My interview with Tom Six, Dieter Laser and Laurence R. Harvey at Nuke the Fridge.
Shock value is not just a factor in horror movies. In fact, comedy tends to be a bigger genre for shock. However, to shock in a horror movie is a distinct sort of exercise, and I like the Human Centipede’s approach to pushing the shock factor as far as it could go. This is a genre in which we seek out shocking things, presumably, and I believe that is a healthy, cathartic exercise. But given that, the exercise becomes complicated after decades of graphic disemboweling, disgusting mutations and disturbing abuses. You can’t just get more graphic. You have to get more creative. Making a human centipede is actually a rather creative way to play on people’s fears of bodily violation and scatological disgust.
Of course, the original Human Centipede was hardly a centipede. Centipede means 100 feet, and there were only three people. That’s why it was only the First Sequence. The sequel grew the centipede exponentially, but still didn’t come close to 100 feet. But, since we’d already seen a head feed the rest of the centipede, the sequel needed more than just ass to mouth. Well, they removed the bandages so that it looked like the mouths were literally on the asses (I’d love to see that makeup artist’s demo reel), and throw in some sand paper masturbation, barbed wire sex and fetuses. You can’t accuse the sequel of repetition.

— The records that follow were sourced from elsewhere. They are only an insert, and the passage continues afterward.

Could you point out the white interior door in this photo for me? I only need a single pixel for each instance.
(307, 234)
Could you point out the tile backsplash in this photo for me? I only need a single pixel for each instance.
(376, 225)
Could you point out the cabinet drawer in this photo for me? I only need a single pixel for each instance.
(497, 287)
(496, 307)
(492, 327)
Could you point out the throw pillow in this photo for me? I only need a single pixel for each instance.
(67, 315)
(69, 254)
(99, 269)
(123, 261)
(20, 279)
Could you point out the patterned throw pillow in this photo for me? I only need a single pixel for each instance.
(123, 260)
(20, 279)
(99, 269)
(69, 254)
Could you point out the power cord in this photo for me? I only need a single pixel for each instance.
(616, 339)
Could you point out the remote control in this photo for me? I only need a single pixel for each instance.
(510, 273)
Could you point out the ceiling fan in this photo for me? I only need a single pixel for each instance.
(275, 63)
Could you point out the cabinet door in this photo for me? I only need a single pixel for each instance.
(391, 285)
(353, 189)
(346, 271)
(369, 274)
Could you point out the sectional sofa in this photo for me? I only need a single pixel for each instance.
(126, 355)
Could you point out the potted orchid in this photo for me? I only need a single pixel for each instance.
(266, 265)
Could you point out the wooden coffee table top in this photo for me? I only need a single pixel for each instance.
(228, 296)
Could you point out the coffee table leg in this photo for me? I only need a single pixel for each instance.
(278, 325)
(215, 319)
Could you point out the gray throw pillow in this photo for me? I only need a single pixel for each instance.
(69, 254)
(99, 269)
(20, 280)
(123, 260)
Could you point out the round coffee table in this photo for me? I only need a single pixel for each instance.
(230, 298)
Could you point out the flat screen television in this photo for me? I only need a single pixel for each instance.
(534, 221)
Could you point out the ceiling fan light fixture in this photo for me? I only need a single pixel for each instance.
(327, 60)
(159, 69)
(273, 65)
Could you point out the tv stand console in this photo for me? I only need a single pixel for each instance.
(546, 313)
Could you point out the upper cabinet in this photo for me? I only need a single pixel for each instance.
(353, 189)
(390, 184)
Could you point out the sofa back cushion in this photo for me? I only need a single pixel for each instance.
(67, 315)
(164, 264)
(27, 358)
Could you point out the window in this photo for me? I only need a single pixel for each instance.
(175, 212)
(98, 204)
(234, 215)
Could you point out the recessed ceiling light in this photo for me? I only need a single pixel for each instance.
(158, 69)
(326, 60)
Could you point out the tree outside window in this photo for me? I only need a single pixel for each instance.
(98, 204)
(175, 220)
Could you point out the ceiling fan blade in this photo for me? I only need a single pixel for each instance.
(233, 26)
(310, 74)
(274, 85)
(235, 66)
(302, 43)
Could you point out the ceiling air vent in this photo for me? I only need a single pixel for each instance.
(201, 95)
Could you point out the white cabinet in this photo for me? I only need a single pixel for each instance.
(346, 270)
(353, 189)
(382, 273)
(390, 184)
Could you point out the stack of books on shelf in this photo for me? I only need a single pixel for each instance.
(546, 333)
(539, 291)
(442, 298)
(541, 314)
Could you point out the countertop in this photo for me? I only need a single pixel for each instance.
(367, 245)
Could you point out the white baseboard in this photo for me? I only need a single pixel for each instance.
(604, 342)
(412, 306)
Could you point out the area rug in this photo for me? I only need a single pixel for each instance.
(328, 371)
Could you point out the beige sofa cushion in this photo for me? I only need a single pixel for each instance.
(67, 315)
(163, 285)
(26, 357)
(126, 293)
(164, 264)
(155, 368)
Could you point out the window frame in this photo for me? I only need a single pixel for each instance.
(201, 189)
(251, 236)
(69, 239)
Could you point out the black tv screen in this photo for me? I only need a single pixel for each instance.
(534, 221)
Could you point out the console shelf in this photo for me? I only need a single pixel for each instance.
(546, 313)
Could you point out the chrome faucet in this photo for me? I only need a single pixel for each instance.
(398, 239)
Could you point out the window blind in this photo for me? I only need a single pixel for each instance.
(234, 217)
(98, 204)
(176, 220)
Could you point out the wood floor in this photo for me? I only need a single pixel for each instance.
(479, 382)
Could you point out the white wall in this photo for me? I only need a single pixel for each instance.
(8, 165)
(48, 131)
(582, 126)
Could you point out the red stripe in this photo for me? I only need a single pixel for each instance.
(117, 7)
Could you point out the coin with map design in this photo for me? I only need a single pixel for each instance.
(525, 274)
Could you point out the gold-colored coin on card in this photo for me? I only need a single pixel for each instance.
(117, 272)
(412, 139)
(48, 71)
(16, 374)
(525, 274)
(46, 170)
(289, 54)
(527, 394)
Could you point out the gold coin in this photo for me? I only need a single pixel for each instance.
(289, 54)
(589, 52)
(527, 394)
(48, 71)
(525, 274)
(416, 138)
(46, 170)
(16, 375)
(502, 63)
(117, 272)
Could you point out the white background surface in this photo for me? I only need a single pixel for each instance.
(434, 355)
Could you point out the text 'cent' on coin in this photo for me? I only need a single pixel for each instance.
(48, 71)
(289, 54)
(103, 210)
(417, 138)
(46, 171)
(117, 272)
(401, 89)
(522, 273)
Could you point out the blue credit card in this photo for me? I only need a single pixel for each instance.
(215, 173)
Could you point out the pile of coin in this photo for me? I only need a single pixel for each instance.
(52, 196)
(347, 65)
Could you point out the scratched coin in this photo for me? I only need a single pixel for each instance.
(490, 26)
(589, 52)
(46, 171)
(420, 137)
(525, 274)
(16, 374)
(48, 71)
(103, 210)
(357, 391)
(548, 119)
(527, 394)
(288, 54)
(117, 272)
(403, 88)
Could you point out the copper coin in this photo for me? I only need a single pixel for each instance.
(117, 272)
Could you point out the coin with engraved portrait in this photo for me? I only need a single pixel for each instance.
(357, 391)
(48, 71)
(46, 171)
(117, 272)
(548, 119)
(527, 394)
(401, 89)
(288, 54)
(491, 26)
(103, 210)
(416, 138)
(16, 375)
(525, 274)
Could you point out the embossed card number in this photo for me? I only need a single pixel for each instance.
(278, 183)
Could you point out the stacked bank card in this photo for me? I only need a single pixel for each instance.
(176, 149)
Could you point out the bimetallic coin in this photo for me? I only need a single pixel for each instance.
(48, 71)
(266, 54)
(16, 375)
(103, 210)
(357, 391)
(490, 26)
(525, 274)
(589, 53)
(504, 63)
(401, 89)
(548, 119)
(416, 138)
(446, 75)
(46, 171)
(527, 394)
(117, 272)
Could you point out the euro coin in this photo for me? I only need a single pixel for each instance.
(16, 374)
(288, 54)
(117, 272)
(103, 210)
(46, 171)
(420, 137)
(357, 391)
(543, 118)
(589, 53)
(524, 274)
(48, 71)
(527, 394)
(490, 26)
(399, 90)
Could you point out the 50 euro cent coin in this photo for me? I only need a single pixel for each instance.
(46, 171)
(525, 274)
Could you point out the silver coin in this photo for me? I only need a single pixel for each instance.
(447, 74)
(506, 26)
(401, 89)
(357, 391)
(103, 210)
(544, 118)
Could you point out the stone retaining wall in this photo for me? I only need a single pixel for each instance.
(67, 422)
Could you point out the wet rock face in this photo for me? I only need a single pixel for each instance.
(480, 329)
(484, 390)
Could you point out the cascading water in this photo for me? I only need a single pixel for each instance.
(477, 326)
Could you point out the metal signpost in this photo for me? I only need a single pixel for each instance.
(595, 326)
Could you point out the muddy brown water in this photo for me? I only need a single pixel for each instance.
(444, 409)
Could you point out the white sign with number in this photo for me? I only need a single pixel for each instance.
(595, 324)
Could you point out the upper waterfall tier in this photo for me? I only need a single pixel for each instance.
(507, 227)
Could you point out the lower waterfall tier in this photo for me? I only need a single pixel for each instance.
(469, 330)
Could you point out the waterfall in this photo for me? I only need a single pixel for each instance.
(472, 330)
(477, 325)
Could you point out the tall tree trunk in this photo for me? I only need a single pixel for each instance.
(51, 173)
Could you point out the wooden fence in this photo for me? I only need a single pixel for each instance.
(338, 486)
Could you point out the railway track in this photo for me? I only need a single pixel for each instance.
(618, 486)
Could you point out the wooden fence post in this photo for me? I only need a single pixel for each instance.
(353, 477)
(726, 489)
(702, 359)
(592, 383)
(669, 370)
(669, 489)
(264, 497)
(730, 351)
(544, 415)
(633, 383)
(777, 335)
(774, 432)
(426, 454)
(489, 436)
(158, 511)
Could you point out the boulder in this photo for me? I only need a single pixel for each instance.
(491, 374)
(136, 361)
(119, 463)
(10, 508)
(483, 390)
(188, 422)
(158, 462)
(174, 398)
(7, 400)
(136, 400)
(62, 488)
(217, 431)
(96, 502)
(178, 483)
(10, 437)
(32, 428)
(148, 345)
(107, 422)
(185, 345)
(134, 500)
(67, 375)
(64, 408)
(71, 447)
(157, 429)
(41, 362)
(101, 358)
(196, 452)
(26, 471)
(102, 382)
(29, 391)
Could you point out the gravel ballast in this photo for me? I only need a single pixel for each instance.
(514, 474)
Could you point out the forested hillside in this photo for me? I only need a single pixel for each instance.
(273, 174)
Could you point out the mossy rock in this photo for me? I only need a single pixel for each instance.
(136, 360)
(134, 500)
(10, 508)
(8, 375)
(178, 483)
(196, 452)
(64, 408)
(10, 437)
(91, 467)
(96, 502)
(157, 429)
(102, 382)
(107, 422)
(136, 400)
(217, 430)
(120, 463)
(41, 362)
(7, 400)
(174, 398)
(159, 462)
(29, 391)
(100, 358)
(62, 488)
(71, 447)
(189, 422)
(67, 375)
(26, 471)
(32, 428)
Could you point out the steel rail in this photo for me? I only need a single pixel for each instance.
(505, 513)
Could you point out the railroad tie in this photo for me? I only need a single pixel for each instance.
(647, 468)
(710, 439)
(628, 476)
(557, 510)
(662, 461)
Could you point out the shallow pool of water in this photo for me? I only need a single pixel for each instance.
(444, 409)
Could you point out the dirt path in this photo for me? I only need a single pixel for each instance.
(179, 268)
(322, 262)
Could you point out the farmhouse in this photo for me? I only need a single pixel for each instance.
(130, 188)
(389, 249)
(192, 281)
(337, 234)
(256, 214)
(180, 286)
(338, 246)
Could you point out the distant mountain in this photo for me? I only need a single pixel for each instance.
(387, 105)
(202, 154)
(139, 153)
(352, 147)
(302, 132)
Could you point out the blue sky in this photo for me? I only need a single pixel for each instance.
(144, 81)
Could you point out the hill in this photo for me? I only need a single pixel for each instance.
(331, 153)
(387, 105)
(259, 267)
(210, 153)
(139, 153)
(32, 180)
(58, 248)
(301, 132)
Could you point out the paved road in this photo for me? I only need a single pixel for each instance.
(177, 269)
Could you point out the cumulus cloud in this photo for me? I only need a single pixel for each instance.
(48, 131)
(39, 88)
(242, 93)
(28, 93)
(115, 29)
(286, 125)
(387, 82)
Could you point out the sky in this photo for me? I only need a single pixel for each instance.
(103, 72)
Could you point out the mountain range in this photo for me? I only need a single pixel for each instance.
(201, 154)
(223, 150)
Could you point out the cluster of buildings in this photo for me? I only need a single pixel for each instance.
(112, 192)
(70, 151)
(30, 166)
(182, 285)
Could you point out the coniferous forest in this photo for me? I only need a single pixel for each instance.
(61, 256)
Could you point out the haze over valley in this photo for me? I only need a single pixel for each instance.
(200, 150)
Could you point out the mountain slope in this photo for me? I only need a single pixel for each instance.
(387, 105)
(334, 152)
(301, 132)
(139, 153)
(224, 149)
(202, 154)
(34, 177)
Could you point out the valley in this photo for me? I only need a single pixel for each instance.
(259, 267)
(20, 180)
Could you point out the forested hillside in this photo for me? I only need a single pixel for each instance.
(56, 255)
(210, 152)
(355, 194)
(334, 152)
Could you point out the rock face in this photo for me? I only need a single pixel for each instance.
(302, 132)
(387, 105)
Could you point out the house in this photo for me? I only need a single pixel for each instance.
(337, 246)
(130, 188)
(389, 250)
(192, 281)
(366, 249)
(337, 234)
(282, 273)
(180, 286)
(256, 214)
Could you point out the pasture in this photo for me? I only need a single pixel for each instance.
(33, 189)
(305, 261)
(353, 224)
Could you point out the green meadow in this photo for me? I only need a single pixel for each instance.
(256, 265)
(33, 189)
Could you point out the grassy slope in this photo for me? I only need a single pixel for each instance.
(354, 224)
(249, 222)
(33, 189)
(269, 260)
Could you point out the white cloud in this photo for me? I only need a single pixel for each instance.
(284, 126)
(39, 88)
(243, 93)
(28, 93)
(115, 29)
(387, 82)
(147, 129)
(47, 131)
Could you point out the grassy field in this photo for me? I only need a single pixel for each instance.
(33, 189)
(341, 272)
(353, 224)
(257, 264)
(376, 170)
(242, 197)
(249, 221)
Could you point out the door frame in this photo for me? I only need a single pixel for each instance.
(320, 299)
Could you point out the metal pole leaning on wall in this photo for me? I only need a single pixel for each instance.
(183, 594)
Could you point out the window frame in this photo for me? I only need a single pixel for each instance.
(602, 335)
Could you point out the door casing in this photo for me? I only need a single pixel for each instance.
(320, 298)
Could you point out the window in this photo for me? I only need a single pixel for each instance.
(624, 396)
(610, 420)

The Human Centipede III (Final Sequence) is a prison movie, because what Shawshank Redemption really needed was more human centipeding. I do love the continuity of these movies. Human Centipede II was about a deranged fan of the first movie. Now the third part has Dieter Laser as the warden and Laurence R. Harvey as his assistant. They have both seen The Human Centipede movies too, and I’m actually surprised it takes them so long to think of the inevitable, but that’s dramatic build.
I did nitpick the 100 feet so this film finally answers that question. Where else but a prison could you find 50 victims, let alone 500? They should call it The Human Millipede, but then there are some other centipede offshoots even I couldn’t have predicted.
When the film is trying this hard to degrade human beings, it no longer even registers that they’re people with sense of shame and dignity. You just go to a level removed from the humanity and simply analyze the technique of degrading. Morality is moot at this point.
Sure, the blatant misogyny directed towards Bree Olson could be upsetting, but if they want me to be upset by that, I wouldn’t give them the power to upset me. I’m enlightened so I don’t agree with her portrayal, but she’s in on it. She accepted the role as a willing participant so it may even appeal to her as a cathartic visual essay on how she feels being ogled by a camera. When the film tries to degrade men, it looks funny. So yes, degrading women is still more disturbing than degrading men by virtue of it looks more genuinely degrading to the women. Maybe that’s on us. We’re just more used to seeing women degraded so it looks stranger when it’s men.
So as a treatise on commodified shock and degradation, Human Centpiede III passes the Franchise Fred test. It does continue the series tradition and take it to another level. I also don’t believe this is the final sequence. There will always be a bigger chain of ass to mouth and more meta ways to deconstruct the previous installments. Franchise Fred approves. See you at Human Millipede.